Я с ней согласился, тем более что накануне был свидетелем восхитительной сцены между Дюпра и мадам Фабьенн, «хозяйкой» с улицы Миромениль. Она явилась обедать в «Прелестный уголок» в сопровождении американского военного атташе и имела наглость сообщить Дюпра, что не один он, по его выражению, «стоял на посту».
Дюпра страшно разгневался.
— Мадам, — заорал он, — если вы не видите разницы между очагом цивилизации и борделем, я вас прошу выйти!
Мадам Фабьенн не пошевелилась. Это была маленькая близорукая женщина с хитрой улыбкой.
— Имейте в виду, — ревел Дюпра, — я принимал здесь, под носом у немцев, участников Сопротивления и лётчиков союзников!
— Ну что ж, господин Дюпра, у меня тоже есть кое-какие заслуги. Это даже позволило мне пройти комитет по проверке с высоко поднятой головой. Знаете, сколько евреек я спасла во время оккупации? Не меньше двадцати. С сорок первого по сорок пятый в моём заведении побывало двадцать евреек. Когда меня обязали пройти комитет по проверке, эти молодые женщины явились и свидетельствовали в мою пользу. Например, во время этой ужасной облавы в Вель д'Ив я приняла к себе четырёх евреек. Моё заведение — это безусловно бордель, но сколько у вас евреев работало при немцах, господин Дюпра? Скажите-ка, что бы со мной произошло, если бы фашистские офицеры узнали, что имели дело с еврейками? Я не говорю, что занимаюсь хорошим ремеслом, и у меня нет претензий, но где эти молодые женщины могли бы найти пристанище и поддержку, кроме как у меня?
Дюпра — в порядке исключения — замер с разинутым ртом. После паузы он смог пробормотать только: «Чёрт возьми» — и удалился.
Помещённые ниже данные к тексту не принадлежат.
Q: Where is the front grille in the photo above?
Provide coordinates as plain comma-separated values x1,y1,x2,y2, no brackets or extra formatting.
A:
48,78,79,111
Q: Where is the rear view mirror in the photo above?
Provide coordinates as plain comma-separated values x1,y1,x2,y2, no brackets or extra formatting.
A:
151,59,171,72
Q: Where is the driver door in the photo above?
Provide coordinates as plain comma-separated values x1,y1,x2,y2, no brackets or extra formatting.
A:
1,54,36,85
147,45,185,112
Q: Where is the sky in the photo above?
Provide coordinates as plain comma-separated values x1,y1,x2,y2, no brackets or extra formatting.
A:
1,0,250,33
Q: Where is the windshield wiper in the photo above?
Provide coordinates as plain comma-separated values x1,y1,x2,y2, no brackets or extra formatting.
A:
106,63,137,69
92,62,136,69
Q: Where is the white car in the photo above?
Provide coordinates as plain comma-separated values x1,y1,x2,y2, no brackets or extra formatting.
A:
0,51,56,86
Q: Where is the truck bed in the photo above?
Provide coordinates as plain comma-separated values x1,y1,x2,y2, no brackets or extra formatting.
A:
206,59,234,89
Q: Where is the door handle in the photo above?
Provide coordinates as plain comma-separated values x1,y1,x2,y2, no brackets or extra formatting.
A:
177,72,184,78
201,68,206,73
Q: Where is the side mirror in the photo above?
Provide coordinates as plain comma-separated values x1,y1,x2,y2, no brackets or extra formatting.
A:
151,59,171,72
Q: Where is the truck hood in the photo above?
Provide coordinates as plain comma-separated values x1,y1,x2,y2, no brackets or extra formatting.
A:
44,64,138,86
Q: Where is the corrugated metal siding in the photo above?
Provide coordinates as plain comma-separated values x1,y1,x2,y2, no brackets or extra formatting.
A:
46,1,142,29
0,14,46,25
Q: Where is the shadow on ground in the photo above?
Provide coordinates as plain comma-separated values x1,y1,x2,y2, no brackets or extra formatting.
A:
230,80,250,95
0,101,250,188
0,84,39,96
Я пересказал этот инцидент мадам Жюли, которая несколько растерялась.
— Я не знала, что Фабьенн спасала евреек, — сказала она.
Она объявила, что ничто не доставит ей больше удовольствия, чем возможность помочь мне продолжать дело Амбруаза Флери.
— Пусть эти деньги пойдут на что-то чистое, — сказала она.
Мадам Жюли проявила также много понимания и доброжелательства по отношению к родителям Лилы.
— Нет ничего печальнее, чем судьба аристократов в изгнании, — объяснила она нам. — Я не могу примириться с мыслью, что люди, привыкшие к определённому уровню жизни, станут жертвами трудного времени. Я всегда ненавидела упадок.
Вследствие чего она доверила Геничке Броницкой управление особняком на улице Каштанов, который постепенно приобрёл международную известность. Таким образом, Стас снова смог играть в рулетку и на бегах. Он скончался от сердечного приступа в Довиле в 1957 году, играя в рулетку, когда крупье подвинул к нему выигранных жетонов больше чем на три миллиона. Можно сказать, что он умер счастливым.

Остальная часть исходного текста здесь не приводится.